FIG. 27 is a diagram illustrating still another example of the sequence followed during the search process. In FIG. 27 is illustrated an example of performing a search using a relationship command that is written by a different method as compared to FIG. 26. Herein, screens 2001, 2002, 2003, and 2004 are examples of screens in which a selection command 2011, a selection command 2012, an object 2013, and an object 2014 are respectively input in that particular order. In the example illustrated in FIG. 27, the object 2013 serving as a relationship command joins a plurality of selection commands (the selection command 2011 and the selection command 2012). In such a case too, if the commands satisfy predetermined position relationships, it becomes possible to perform a search process in which a plurality of existing objects corresponding to a plurality of selection commands can be treated as search queries.

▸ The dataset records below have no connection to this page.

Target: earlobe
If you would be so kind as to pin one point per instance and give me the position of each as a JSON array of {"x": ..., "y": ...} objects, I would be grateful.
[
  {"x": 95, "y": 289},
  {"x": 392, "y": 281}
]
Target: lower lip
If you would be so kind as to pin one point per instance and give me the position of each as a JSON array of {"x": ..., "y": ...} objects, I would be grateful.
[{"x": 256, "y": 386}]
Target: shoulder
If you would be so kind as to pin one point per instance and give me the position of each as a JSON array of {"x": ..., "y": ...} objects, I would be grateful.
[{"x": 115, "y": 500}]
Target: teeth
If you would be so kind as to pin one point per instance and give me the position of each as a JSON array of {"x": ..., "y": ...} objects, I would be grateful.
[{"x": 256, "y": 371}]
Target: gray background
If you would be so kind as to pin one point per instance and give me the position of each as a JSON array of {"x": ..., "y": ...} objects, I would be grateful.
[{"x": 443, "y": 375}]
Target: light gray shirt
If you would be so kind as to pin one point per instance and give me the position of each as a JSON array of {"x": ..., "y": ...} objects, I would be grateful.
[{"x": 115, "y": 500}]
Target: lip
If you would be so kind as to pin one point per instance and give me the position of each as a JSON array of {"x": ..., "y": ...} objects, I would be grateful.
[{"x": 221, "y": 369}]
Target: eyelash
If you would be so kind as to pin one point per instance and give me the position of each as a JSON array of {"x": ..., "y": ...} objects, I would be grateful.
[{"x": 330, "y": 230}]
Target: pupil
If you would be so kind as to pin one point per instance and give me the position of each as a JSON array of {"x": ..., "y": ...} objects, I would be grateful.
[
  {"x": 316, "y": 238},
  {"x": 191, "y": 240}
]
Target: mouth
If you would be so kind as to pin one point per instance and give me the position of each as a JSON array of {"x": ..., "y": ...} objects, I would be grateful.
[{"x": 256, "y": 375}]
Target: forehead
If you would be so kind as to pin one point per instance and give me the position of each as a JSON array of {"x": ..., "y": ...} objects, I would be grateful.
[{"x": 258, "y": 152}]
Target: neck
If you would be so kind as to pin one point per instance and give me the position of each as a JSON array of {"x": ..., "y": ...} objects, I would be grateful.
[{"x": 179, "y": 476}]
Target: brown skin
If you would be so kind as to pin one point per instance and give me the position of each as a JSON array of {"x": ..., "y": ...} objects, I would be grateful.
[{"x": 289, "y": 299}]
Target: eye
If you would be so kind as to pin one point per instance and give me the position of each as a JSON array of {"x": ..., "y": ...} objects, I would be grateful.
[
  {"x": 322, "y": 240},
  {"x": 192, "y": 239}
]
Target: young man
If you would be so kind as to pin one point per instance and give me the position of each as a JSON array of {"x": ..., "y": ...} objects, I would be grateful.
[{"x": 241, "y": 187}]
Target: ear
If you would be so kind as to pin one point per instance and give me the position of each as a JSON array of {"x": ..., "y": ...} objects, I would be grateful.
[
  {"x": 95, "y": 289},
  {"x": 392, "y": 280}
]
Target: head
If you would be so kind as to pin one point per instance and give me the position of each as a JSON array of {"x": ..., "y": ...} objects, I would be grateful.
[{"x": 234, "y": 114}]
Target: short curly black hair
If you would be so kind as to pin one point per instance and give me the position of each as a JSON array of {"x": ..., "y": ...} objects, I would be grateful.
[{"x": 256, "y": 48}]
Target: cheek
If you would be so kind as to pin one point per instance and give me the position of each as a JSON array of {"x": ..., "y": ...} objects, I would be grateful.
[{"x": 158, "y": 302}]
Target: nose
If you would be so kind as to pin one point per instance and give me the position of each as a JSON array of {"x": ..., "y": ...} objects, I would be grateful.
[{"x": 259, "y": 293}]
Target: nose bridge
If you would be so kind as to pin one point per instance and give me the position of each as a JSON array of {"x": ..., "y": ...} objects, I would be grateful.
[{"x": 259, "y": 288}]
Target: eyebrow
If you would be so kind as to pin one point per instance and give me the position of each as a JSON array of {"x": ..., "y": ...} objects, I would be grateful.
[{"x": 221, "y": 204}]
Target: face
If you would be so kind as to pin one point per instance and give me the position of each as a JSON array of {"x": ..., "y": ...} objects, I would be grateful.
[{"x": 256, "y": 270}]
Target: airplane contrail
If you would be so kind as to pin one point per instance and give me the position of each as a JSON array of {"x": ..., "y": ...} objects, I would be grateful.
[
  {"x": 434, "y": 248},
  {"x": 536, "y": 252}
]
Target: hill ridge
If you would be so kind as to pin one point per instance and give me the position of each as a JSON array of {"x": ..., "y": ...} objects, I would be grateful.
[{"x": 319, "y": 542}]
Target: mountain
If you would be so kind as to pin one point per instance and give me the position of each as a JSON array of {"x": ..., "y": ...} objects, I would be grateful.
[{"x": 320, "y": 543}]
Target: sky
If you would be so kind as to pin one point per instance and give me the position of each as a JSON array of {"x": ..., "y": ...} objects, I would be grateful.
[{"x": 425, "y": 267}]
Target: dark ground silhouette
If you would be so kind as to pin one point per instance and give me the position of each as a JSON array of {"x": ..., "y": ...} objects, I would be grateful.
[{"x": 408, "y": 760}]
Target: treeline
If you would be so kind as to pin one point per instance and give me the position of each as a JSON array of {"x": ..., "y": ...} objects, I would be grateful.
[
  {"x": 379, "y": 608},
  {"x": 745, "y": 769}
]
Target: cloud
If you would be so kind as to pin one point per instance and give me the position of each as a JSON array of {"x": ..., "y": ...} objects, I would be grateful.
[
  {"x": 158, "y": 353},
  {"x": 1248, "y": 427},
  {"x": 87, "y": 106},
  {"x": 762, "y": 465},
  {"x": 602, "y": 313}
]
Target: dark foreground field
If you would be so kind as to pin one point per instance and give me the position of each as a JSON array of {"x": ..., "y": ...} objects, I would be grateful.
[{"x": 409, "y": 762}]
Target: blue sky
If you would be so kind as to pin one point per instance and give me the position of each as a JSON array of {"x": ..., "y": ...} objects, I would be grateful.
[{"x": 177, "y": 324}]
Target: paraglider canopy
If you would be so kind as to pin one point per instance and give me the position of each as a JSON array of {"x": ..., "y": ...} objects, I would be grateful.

FIG. 28 is a diagram illustrating an example of the data (search query data) used in a search process. As illustrated in FIG. 28, data containing character codes (character code string data (“CARRIER”)) and image data can be treated as the search query data. In the case of using character code string data, a sentence matching with or similar to the character code string data is retrieved. In the case of using image data, an image matching with or similar to the image data is retrieved. The similar image search may be performed by implementing any of the conventional methods such as the method of comparing feature quantities obtained from the image data.

Meanwhile, during the processes as well as after performing the processes, the executing unit 115 can change the display mode of the objects so as to enable the user to recognize that the processes are underway or that the processes have been performed. For example, during a search process, the display control unit 111 can display an animation in which the display of at least one of the selection command, the relationship command, and the search command changes. Alternatively, the display control unit 111 may change at least one of the following display modes of each command: color, brightness (blinking), stroke width, size, shape (such as rippling), and position (such as swingy).

Moreover, after the search process is completed, the display control unit 111 may erase, for example, the relationship command and the search command from the display unit 121. As a result, it becomes possible to erase unnecessary command stroke data from the display, and to ensure that there is no loss in readability of the document data that is being displayed in the background.

FIGS. 29 and 30 are diagrams illustrating examples of animation display. In FIG. 29 is illustrated an exemplary animation in which the relationship command and the search command rotate while revolving in an elliptical orbit around the selection command. Herein, when the search is over, the display control unit 111 can end the animation display and then display the relationship command and the search command at the respective original positions.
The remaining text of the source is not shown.